Abstract

Compound-specific stable isotope analysis and biomarker-based paleothermometry have been increasingly applied to for paleoclimate and paleoecology studies. The first project aims to reconstruct the paleoclimate in the Qaidam Basin during the last glacial period. Qaidam Basin in the Northern Tibetan Plateau is a critical eolian factory located at a unique geographic location that links the Westerlies and the Asian summer monsoons. However, how the interactions of two climatic systems influence the paleohydrology that in turn impacts the eolian production in the Qaidam Basin has been seldom explored. Our compound-specific hydrogen isotope and UK 37 temperature data found that the Westerlies and Asian summer monsoons alternately controlled the Qaidam Basin’s climate in response to precessional forcing during the late Pleistocene. The second project studies the hydrological change in the Gulf of Mexico (GoM) region during the “greenhouse” to “icehouse” transition near the Eocene-Oligocene boundary (33.9 Ma).
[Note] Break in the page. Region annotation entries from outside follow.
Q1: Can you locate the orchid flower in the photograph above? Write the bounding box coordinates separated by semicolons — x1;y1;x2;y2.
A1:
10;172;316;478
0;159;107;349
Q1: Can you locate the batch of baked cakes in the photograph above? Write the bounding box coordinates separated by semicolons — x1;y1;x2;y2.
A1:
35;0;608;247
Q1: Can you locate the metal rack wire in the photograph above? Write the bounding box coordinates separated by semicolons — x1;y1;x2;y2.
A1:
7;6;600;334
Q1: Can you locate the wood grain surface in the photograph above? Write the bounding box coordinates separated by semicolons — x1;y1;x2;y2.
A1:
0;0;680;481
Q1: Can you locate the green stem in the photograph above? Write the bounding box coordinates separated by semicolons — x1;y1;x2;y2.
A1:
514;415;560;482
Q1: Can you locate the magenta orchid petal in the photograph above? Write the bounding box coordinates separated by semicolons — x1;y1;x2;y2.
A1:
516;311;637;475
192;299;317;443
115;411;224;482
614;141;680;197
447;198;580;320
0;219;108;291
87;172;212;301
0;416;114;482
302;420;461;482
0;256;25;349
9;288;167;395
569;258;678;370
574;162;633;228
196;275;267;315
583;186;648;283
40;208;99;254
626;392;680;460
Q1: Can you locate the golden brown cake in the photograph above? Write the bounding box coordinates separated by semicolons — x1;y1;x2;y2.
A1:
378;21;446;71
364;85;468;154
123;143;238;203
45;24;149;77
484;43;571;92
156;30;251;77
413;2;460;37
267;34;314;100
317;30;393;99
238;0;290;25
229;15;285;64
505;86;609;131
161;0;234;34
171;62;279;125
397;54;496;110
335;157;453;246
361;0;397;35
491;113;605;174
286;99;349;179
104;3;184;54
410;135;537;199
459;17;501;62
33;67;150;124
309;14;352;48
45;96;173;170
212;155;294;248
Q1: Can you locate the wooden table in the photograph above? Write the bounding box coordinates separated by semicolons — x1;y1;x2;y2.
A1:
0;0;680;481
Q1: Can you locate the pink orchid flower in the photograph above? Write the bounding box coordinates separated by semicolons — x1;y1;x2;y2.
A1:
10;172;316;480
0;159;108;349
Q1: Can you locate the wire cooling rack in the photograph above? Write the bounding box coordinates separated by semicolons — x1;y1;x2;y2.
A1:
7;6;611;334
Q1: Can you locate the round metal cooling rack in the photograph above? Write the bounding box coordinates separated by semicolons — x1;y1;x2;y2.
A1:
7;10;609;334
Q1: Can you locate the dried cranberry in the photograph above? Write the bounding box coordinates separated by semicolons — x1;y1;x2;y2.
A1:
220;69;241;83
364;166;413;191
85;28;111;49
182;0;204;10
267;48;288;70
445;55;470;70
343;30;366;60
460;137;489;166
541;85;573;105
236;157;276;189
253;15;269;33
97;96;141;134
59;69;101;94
The geological evidence and climate model proposes that cooling in the Northern Hemisphere was delayed and weaker than in the Southern Hemisphere during the climate transition, which intensifies the Atlantic Meridional Overturning Circulation, increased precipitation in low-latitudes, and subsequent drawdown of atmospheric carbon dioxide during weathering processes. However, there are no quantitative constraints on variations in low latitude precipitation during this interval. Our paleoclimate data from the GoM through the climate transition interval (33.45 – 34.13 Ma) show increased precipitation up to 50%, supporting the CO2- weathering feedback hypothesis and highlighting the low-high latitude climate and atmospheric-oceanic connectivities. The third project focuses on the post middle Miocene paleoclimate and ecological change in the northern Tibetan Plateau (TP). The relative importance of high topography on the TP and the global cooling in regional climate and ecology in Central Asia has been a longstanding debate. Our carbon isotope records from Hexi Corridor, northern TP (spanning from ca. 16 Ma to 2 Ma) show that (1) global cooling plays a primary role in the decline in C4 plant contribution in northern Tibetan Plateau since the ~14.8 Ma, and (2) the disparate regional climate patterns in northern Tibetan Plateau since ~12 Ma are owing to the uplift of plateau.